Larangan Berpuasa Bagi Wanita Haidh dan Nifas

Dari Abu Sa’id al-Khudri r.a, ia berkata, “Rasulullah saw. keluar pada hari ‘Idul Adha atau ‘Iedul Fithri menuju lapangan tempat shalat. Beliau menghampiri kaum wanita dan berkata, “Wahai sekalian wanita, bershadaqahlah! Sesungguhnya aku diperlihatkan kalian adalah penghuni Neraka yang paling banyak.” Mereka bertanya, “Mengapa demikian wahai Rasulullah?” Beliau menjawab, “Kalian suka mengutuk dan durhaka pada suami. Tidak pernah aku melihat makhluk selain kalian yang kurang akal dan agamanya akan tetapi dapat menghilangkan pertimbangan akal sehat kaum pria.” Mereka bertanya, “Bagaimana bentuk kekurangan agama dan akal kami wahai Rasulullah?” Beliau menjawab, “Bukankah persaksian seorang wanita sama dengan persaksian seorang pria?” Mereka menjawab, “Benar!” Rasul berkata, “Itulah kekurangan akalnya. Dan bukankah jika seorang wanita sedang haidh tidak mengerjakan shalat dan puasa?” Mereka menjawab, “Benar!” Rasul berkata, “Itulah kekurangan agamanya,” (HR Bukhari [304] dan Muslim [80]).

Kandungan Bab: 

  1. Haidh dan nifas termasuk pembatal puasa. Jika seorang wanita haidh atau nifas di siang hari, baik di awal siang ataupun akhirnya, batallah puasanya. Jika ia melanjutkannya, puasa dipandang tidak sah. Jika ia sengaja mengerjakan puasa, maka ia berdosa. 
  2. Wanita haidh dan nifas harus mengganti puasa seperti yang disebutkan dalam hadits Mu’adzah ketika ia bertanya kepada ‘Aisyah, “Mengapa wanita haidh harus mengganti puasa dan tidak mengganti shalat?” ‘Aisyah berkata, “Apakah engkau penganut Haruriyah?” Mu’adzah menjawab, “Aku bukan pengikut Haruriyah, namun aku hanya bertanya.” ‘Aisyah berkata, “Kami mengalami hal itu dan kami hanya diperintahkan untuk mengganti puasa dan tidak diperintahkan untuk mengganti shalat.”

Catatan:

Kekurangan yang dimaksud dalam hadits bukanlah maksudnya celaan terhadap kaum wanita dan merendahkan kedudukan mereka. Karena hal itu termasuk sifat-sifat yang menjadi tabiat dasar mereka. Tapi maksudnya adalah berlaku kasih sayang terhadap mereka, tidak terpedaya dan terfitnah dengan mereka. Oleh sebab itu, syari’at tidak menjatuhkan dosa atau siksa karena kekurangan tersebut.

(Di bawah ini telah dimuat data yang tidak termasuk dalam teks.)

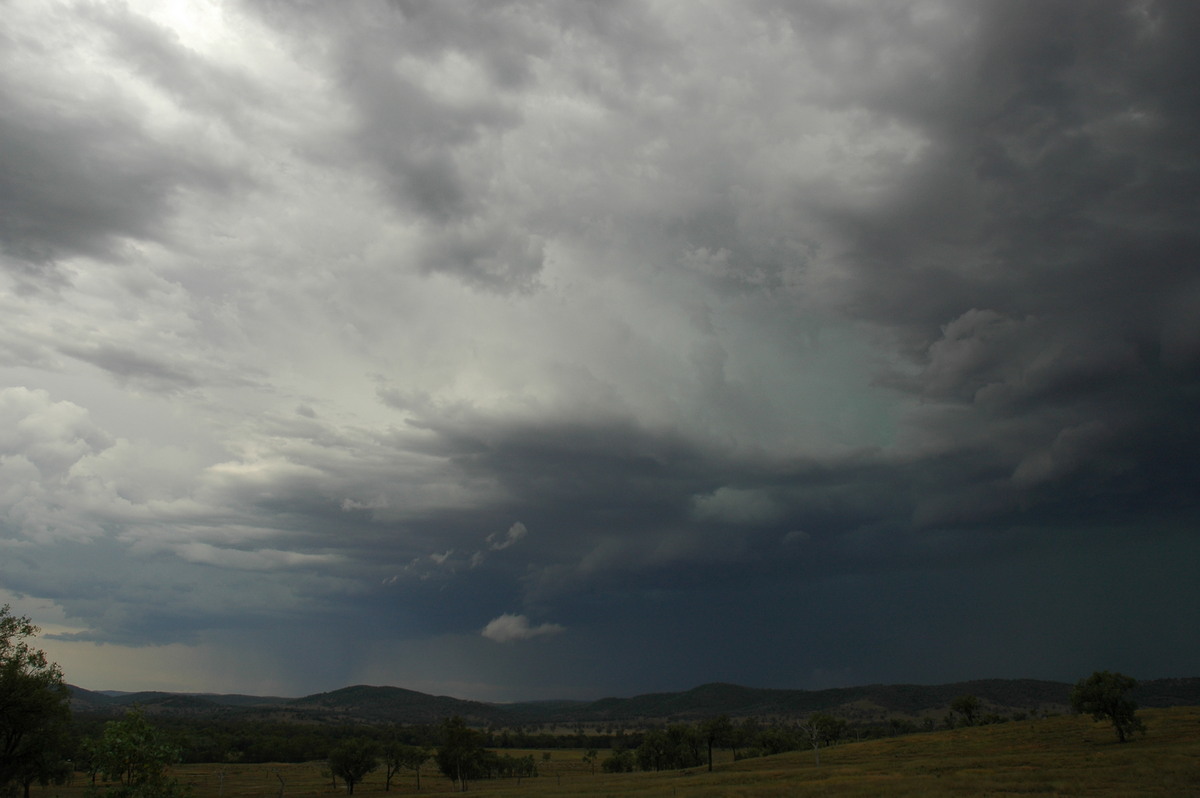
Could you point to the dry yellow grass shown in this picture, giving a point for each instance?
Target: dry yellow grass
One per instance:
(1056, 756)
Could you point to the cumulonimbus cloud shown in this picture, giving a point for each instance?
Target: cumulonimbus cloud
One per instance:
(509, 628)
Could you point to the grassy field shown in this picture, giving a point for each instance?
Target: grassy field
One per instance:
(1054, 756)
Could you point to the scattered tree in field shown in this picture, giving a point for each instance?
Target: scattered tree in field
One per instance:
(967, 708)
(135, 754)
(622, 761)
(352, 761)
(822, 729)
(460, 756)
(34, 708)
(1105, 696)
(397, 756)
(719, 732)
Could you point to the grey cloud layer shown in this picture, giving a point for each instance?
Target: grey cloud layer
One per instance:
(571, 324)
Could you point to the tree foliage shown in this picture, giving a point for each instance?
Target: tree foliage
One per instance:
(461, 756)
(967, 708)
(400, 756)
(136, 754)
(352, 761)
(1105, 696)
(35, 711)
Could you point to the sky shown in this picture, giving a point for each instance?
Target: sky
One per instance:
(516, 349)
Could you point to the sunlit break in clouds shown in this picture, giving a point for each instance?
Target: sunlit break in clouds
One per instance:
(525, 351)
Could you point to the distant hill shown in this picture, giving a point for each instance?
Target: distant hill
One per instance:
(869, 703)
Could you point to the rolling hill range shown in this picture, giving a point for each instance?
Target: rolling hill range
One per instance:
(389, 705)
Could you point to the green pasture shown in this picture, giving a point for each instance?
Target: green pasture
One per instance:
(1054, 756)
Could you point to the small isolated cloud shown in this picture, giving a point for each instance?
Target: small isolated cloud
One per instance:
(515, 533)
(509, 628)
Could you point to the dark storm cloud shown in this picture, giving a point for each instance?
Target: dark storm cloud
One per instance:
(785, 343)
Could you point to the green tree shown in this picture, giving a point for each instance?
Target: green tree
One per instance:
(35, 708)
(1105, 696)
(352, 761)
(967, 707)
(460, 756)
(719, 732)
(397, 756)
(136, 755)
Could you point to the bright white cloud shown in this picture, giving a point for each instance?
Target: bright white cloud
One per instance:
(515, 533)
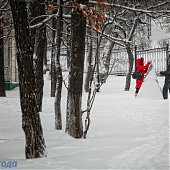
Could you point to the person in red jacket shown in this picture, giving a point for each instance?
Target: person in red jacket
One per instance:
(140, 67)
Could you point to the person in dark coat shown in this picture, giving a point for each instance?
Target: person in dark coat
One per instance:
(140, 67)
(166, 86)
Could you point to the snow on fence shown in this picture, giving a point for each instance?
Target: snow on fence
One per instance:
(158, 57)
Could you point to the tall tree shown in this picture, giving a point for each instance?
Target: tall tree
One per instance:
(78, 30)
(58, 120)
(38, 36)
(31, 123)
(2, 78)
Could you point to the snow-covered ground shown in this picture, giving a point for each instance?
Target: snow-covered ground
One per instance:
(125, 132)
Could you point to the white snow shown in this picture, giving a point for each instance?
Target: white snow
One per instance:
(125, 132)
(150, 88)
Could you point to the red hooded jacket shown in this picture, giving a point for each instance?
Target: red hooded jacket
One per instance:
(141, 68)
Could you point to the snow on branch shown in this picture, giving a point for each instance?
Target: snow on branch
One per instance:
(148, 12)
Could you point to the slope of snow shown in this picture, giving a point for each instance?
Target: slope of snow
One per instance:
(150, 88)
(125, 132)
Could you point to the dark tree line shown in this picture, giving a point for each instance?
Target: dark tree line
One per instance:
(112, 21)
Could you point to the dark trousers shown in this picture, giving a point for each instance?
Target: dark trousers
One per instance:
(165, 90)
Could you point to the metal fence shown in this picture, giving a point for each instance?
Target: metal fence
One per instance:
(158, 57)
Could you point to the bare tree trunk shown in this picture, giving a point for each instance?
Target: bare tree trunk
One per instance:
(53, 55)
(39, 41)
(39, 80)
(2, 78)
(89, 67)
(58, 119)
(78, 23)
(131, 60)
(31, 123)
(106, 62)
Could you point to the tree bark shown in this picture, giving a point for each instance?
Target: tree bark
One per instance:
(58, 119)
(78, 23)
(89, 67)
(31, 123)
(2, 77)
(53, 58)
(38, 37)
(131, 60)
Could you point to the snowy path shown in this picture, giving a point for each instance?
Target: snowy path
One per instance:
(125, 133)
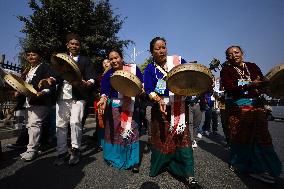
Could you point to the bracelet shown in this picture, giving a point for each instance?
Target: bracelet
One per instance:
(155, 97)
(104, 97)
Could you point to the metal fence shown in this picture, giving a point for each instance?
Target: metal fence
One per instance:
(6, 101)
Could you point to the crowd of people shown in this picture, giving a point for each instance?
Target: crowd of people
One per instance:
(166, 115)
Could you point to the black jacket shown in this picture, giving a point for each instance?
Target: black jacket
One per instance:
(43, 72)
(87, 71)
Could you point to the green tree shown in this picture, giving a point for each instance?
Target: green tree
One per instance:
(144, 65)
(52, 20)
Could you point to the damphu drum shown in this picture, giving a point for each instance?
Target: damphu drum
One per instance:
(275, 88)
(126, 83)
(189, 79)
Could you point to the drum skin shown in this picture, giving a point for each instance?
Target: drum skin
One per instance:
(275, 76)
(19, 85)
(66, 67)
(126, 83)
(189, 79)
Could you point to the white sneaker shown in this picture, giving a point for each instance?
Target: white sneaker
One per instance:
(194, 144)
(207, 133)
(199, 135)
(29, 156)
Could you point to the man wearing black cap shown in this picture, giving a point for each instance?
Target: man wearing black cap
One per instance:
(71, 102)
(37, 106)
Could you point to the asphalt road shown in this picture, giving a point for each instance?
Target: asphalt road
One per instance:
(211, 168)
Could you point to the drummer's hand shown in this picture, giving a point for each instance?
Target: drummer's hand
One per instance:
(142, 93)
(256, 83)
(16, 94)
(87, 84)
(43, 83)
(162, 107)
(40, 94)
(77, 83)
(101, 106)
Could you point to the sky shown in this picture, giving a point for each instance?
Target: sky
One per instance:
(197, 30)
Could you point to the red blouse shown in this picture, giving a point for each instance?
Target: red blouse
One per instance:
(230, 76)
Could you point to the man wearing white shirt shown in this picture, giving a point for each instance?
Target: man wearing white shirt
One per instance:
(71, 103)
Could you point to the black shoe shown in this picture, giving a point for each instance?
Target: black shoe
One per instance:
(191, 183)
(16, 146)
(135, 168)
(75, 156)
(60, 160)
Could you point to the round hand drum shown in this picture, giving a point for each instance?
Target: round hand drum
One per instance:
(276, 84)
(66, 67)
(126, 83)
(189, 79)
(19, 85)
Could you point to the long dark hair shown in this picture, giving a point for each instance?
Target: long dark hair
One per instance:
(154, 40)
(233, 46)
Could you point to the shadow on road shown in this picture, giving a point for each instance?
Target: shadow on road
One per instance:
(42, 174)
(149, 185)
(256, 184)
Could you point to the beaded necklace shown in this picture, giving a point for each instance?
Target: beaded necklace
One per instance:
(244, 73)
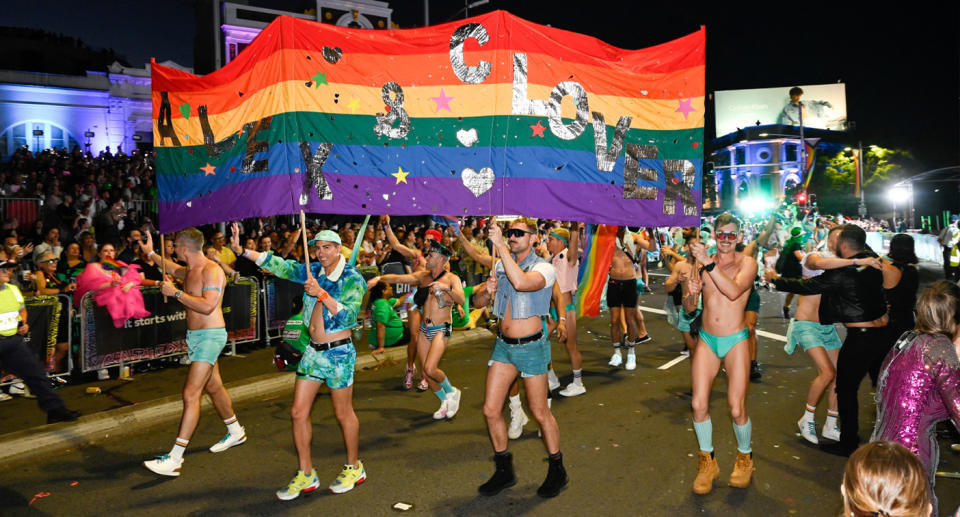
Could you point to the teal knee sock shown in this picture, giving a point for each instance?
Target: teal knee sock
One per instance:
(446, 386)
(704, 432)
(744, 433)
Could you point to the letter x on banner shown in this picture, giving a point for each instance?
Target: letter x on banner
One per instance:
(491, 115)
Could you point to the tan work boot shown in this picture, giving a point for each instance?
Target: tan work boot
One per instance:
(707, 472)
(742, 471)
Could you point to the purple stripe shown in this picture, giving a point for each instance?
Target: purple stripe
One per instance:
(364, 195)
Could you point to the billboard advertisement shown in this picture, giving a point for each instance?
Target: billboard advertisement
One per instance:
(824, 106)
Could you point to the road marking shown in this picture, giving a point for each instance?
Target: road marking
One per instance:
(672, 362)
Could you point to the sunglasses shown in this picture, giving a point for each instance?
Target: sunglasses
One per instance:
(516, 233)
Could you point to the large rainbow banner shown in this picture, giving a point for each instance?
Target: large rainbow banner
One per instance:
(485, 116)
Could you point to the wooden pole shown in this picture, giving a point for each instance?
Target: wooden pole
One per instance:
(306, 247)
(163, 265)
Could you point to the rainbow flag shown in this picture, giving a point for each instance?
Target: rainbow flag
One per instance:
(598, 246)
(484, 116)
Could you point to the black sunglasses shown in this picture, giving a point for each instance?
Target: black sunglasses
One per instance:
(516, 232)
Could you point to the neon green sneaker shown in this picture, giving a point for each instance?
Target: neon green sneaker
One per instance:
(348, 478)
(300, 483)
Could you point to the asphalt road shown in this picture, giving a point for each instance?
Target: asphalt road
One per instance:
(628, 445)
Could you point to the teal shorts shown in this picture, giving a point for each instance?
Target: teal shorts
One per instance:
(530, 359)
(206, 344)
(810, 334)
(684, 319)
(334, 366)
(721, 345)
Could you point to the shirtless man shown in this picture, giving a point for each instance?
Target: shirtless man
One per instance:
(521, 290)
(438, 291)
(333, 291)
(622, 300)
(726, 281)
(202, 296)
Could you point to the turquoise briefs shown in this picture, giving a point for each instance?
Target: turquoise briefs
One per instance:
(723, 344)
(206, 344)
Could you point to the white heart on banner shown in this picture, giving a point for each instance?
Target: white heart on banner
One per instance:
(467, 137)
(478, 182)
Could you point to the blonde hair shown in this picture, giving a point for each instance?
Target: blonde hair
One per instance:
(937, 309)
(885, 479)
(529, 222)
(191, 238)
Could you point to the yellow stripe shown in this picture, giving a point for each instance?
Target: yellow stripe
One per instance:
(467, 101)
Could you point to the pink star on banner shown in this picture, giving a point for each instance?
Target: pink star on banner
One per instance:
(685, 108)
(443, 102)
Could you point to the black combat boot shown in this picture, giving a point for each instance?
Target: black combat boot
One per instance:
(503, 477)
(556, 477)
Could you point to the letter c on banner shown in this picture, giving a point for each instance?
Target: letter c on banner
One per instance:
(468, 74)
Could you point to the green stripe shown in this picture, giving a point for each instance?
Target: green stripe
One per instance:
(431, 132)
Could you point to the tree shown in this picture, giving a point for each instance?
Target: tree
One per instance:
(834, 177)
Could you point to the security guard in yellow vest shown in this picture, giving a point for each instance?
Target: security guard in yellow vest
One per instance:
(17, 358)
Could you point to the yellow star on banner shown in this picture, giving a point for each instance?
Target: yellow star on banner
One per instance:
(400, 175)
(354, 105)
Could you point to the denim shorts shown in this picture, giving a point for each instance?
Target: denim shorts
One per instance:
(335, 366)
(530, 359)
(206, 344)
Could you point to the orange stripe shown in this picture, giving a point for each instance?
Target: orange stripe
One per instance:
(370, 70)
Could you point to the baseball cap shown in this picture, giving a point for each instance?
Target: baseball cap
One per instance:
(325, 235)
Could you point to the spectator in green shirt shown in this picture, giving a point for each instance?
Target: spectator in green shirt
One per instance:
(388, 329)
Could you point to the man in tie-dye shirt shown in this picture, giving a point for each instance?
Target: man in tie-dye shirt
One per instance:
(333, 292)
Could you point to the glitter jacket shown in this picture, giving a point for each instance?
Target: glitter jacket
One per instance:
(346, 285)
(919, 386)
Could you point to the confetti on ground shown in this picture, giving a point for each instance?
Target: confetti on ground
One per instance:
(38, 495)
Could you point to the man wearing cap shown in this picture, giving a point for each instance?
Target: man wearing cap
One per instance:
(521, 293)
(17, 358)
(949, 237)
(333, 292)
(438, 290)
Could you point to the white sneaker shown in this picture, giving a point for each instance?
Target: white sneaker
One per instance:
(808, 429)
(442, 412)
(20, 389)
(165, 465)
(616, 359)
(831, 433)
(518, 419)
(453, 403)
(229, 440)
(552, 381)
(573, 389)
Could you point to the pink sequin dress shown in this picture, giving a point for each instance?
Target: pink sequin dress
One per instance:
(121, 305)
(919, 386)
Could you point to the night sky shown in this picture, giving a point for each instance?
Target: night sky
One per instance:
(901, 67)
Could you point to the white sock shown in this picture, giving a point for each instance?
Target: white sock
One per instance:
(233, 426)
(178, 447)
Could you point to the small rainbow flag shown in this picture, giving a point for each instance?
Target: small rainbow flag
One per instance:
(598, 249)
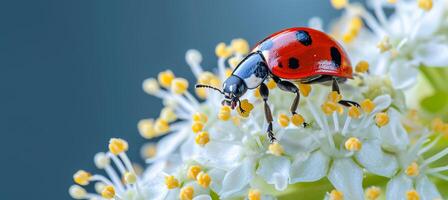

Akan tetapi sebagian wanita yang kebarat-baratan dan sebagian kaum banci mencela hadits ini karena hakikat yang diungkapkan didalamnya. Sampai-sampai sebagian wanita yang menduduki jabatan kementrian di salah satu negara Arab mengomentari hadits ini dengan mengatakan, “Hadits ini jelek sekali disebutkan!” Lalu kaum banci bertepuk tangan menyambut ucapannya itu.

Tidak samar lagi bagi setiap orang yang berakal bahwa kesempurnaan memiliki tingkatan yang berbeda. Dan kekurangan tersebut merupakan hasil perbandingan kaum wanita dengan kaum pria bukan perbandingan sesama wanita. Barangsiapa ingin menjadi pria seperti wanita dalam bentuk fisik dan tabiat, maka sesungguhnya ia ingin merubah ciptaan Allah. Ia adalah syaitan yang durhaka dan berhak mendapat kemurkaan Allah.

Sumber: Diadaptasi dari Syaikh Salim bin ‘Ied al-Hilali, Al-Manaahisy Syar’iyyah fii Shahiihis Sunnah an-Nabawiyyah, atau Ensiklopedi Larangan menurut Al-Qur’an dan As-Sunnah, terj. Abu Ihsan al-Atsari (Pustaka Imam Syafi’i, 2006), hlm. 1/172-177.